MariaDB [testdb]> INSERT INTO s3_salary_2020_01 SELECT * FROM salary WHERE dt < '2020-02-01';
Query OK, 1 row affected (0.020 sec)
Records: 1 Duplicates: 0 Warnings: 0
MariaDB [testdb]> ALTER TABLE s3_salary_2020_01 engine=S3;
Query OK, 1 row affected (4.557 sec)
Records: 1 Duplicates: 0 Warnings: 0
MariaDB [testdb]> ALTER TABLE s3_salary EXCHANGE PARTITION P01 WITH TABLE s3_salary_2020_01;
Query OK, 0 rows affected (14.637 sec)
MariaDB [test]> DROP TABLE s3_salary_2020_01;
Query OK, 0 rows affected (0.408 sec)
Now the January 2020's data can be deleted from the InnoDB table.

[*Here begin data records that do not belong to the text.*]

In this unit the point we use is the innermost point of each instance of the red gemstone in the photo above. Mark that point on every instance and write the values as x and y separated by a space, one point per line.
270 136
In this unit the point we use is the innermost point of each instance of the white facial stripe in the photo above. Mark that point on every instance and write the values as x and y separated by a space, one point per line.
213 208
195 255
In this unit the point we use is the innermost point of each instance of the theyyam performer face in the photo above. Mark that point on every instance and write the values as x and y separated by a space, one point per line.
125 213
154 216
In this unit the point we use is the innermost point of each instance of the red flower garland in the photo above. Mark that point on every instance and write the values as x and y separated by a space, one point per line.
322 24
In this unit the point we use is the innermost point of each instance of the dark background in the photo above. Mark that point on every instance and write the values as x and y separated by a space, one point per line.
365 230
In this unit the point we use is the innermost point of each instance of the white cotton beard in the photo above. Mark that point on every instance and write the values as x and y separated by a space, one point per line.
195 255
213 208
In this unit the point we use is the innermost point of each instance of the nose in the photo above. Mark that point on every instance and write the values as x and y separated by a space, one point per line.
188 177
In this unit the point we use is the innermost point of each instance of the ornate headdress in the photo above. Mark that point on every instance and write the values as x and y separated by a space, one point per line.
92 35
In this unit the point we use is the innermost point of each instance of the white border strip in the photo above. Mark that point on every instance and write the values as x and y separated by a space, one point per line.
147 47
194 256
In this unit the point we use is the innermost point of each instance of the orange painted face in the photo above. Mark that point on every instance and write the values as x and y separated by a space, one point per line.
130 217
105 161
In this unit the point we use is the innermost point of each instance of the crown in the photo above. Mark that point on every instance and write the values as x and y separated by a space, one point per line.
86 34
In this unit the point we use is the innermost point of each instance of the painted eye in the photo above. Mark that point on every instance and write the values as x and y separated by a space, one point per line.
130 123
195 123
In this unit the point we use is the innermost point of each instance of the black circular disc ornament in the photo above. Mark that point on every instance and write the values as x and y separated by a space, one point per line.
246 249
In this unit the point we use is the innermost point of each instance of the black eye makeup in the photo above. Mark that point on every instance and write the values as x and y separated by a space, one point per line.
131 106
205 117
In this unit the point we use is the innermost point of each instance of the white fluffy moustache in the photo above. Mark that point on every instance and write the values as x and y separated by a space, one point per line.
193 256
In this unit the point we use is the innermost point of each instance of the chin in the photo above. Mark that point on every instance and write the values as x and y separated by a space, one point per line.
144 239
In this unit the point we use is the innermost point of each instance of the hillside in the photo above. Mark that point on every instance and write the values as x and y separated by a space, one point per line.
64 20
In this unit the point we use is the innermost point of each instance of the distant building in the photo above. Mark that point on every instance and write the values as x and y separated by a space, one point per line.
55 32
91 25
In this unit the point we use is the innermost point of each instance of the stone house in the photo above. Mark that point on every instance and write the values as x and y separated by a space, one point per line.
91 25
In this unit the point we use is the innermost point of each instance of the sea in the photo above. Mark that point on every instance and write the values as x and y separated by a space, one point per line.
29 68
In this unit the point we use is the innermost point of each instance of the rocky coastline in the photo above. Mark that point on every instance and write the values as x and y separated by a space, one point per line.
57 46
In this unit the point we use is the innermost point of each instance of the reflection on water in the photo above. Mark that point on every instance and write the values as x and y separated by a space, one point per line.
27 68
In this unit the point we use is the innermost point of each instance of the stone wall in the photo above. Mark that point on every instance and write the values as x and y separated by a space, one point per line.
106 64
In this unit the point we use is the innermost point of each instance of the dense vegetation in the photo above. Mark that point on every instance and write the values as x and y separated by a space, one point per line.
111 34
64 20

MariaDB [testdb]> DELETE FROM salary where dt < '2020-02-01';
Query OK, 1 row affected (0.016 sec)
MariaDB [testdb]> SELECT * FROM s3_salary;
+----+--------+--------+---------------------+
| id | emp_id | salary | dt |
+----+--------+--------+---------------------+
| 1 | 1 | 100.00 | 2020-01-15 00:00:00 |
+----+--------+--------+---------------------+
1 row in set (1.176 sec)
Next, we can now move February data as s3_salary_2020_02
table to S3 partition tabe s3_salary
, follow the same steps as previously done for January's data.

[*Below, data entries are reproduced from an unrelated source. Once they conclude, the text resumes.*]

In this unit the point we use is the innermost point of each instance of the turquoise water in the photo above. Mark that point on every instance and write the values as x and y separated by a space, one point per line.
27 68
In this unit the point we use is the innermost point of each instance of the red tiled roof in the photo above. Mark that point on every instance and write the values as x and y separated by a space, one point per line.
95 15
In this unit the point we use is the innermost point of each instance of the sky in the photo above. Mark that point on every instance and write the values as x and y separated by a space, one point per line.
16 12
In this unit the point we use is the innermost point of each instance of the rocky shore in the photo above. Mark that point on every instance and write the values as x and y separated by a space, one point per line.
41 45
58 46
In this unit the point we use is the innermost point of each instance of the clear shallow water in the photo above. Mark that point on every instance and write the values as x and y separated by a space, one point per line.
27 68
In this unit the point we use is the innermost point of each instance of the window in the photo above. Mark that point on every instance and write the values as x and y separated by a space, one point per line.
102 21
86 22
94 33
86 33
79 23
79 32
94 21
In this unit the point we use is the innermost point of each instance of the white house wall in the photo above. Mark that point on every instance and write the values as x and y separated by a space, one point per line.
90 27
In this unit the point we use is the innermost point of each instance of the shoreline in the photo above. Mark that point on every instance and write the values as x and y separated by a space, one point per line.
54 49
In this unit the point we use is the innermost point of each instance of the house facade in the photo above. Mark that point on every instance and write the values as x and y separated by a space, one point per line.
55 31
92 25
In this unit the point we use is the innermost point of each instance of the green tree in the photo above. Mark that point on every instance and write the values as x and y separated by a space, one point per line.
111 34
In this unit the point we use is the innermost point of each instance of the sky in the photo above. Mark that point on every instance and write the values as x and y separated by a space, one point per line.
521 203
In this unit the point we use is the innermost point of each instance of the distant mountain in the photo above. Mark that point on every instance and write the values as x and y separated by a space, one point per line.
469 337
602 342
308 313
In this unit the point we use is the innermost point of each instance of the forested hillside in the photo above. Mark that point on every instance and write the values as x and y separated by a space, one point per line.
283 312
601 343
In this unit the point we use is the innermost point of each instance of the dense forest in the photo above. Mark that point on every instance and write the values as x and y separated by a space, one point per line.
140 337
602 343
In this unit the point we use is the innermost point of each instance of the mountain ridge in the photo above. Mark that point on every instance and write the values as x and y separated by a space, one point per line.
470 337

MariaDB [testdb]> CREATE TABLE `s3_salary_2020_02` (
`id` int(10) unsigned NOT NULL,
`emp_id` int(11) DEFAULT NULL,
`salary` double(18,2) DEFAULT NULL,
`dt` timestamp NOT NULL DEFAULT current_timestamp() ON UPDATE current_timestamp(),
PRIMARY KEY (`id`,`dt`)
) ENGINE=InnoDB;
MariaDB [testdb]> INSERT INTO s3_salary_2020_02 SELECT * FROM salary WHERE dt < '2020-03-01';
Query OK, 1 row affected (0.016 sec)
Records: 1 Duplicates: 0 Warnings: 0
MariaDB [testdb]> ALTER TABLE s3_salary_2020_02 engine=S3;
Query OK, 1 row affected (4.374 sec)
Records: 1 Duplicates: 0 Warnings: 0
MariaDB [testdb]> ALTER TABLE s3_salary EXCHANGE PARTITION P02 WITH TABLE s3_salary_2020_02;
Query OK, 0 rows affected (15.075 sec)
MariaDB [test]> DROP TABLE s3_salary_2020_02;
Query OK, 0 rows affected (0.408 sec)
Now the primary salary
table has no data for Jan 2020 and Feb 2020, that has been moved to S3 to the partitioned table s3_salary
.
We can now see that the salary
table has 10 rows, s3_salary
has 2 rows and a simple UNION ALL sql between the two table returns the full set.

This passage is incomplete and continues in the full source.